La Presidenta de la Sociedad Argentina de Medicina Reproductiva escribió para DATATRENQUE sobre un tema de actualidad que conmueve al mundo. Datos, historia y el presente de una práctica que está en fase experimental
Por STELLA MARIS LANCUBA – Presidenta electa de la Sociedad Argentina de Medicina Reproductiva
Para DATATRENQUE
Los avances de la ciencia y la medicina en las últimas décadas han sido de tal magnitud, que han permitido, entre otras cosas, prolongar la sobrevida de las personas.
Sin embargo, un grupo de pacientes infértiles continua quedando al margen de la posibilidad de lograr el embarazo, tal es el caso de las parejas con diagnóstico de factor uterino absoluto (IFUA) como causa de infertilidad.
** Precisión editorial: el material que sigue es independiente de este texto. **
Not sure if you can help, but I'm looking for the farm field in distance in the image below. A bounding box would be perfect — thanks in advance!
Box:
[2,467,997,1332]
El factor uterino absoluto tiene una prevalencia aproximada de un 3-5% en la población mundial y es uno de los grandes desafíos que se le plantean al especialista en la práctica diaria.
Las opciones para ser madre que poseían estas pacientes hasta el día de hoy eran la adopción y la gestación por sustitución (GS), opciones que no siempre son viables conforme a aspectos culturales, religiosos, legales y personales de cada pareja. A su vez, para muchas mujeres, la experiencia de estar embarazada y de dar a luz a un recién nacido, es algo único y de suma importancia en lo que concierne a la calidad de vida.
El transplante uterino, surge, en este caso como una solución para aquellas parejas con IFUA y, a su vez, como el primer tipo de transplante que se utilizaría para propagar la vida.
El primer transplante uterino en humanos, fue realizado en el año 2000 en Arabia Saudita a cargo de Fageeh y col. Una mujer de 26 años, recibió el útero de una mujer de 46, pero a los 3 meses debió ser removido por rechazo.
Posteriormente, en el 2011 en Turquía, el Dr. Ozkan Y col realizó el segundo transplante uterino a una joven de 23 años con sindrome de Rokitansky, logrando luego el embarazo, pero finalizando en aborto. En el año 2013, el Dr Brannstrom y col en Suecia, lograron el primer nacido vivo de útero transplantado.
En los años 2012 y 2013 se realiza el primer ensayo clínico controlado de una serie de transplante uterino. Incluyó nueve mujeres, que fueron transplantadas con injertos de donante vivo, en 5 de los casos las donantes fueron sus respectivas madres. La duración de la cirugía en la donante y en la receptora fue aproximadamente de entre 10-13hs y 4-6hs respectivamente.
Las receptoras recibieron terapia inmunosupresora y fueron controladas rigurosamente con exámenes sanguíneos, ultrasonido y biopsias cervicales. En dos casos el injerto debió ser removido debido a episodios de trombosis. Los 7 casos restantes permanecieron viables en los meses de postoperatorio y todos exhibieron menstruación.
En finales de 2013 una de las participantes de este ensayo clínico llevado a cabo en Suecia, dio a luz el primer recién nacido vivo gestado en un útero transplantado. (17, 18). Se recomienda que la pareja tenga entre 8-10 embriones vitrificados antes de la cirugía. Además sugieren la transferencia de un sólo embrión en estadio de blastocisto y estudiado geneticamente por PGS.
Actualmente se han realizado 41 transplantes en el mundo con 11 nacimientos, constituyendo aun una práctica experimental.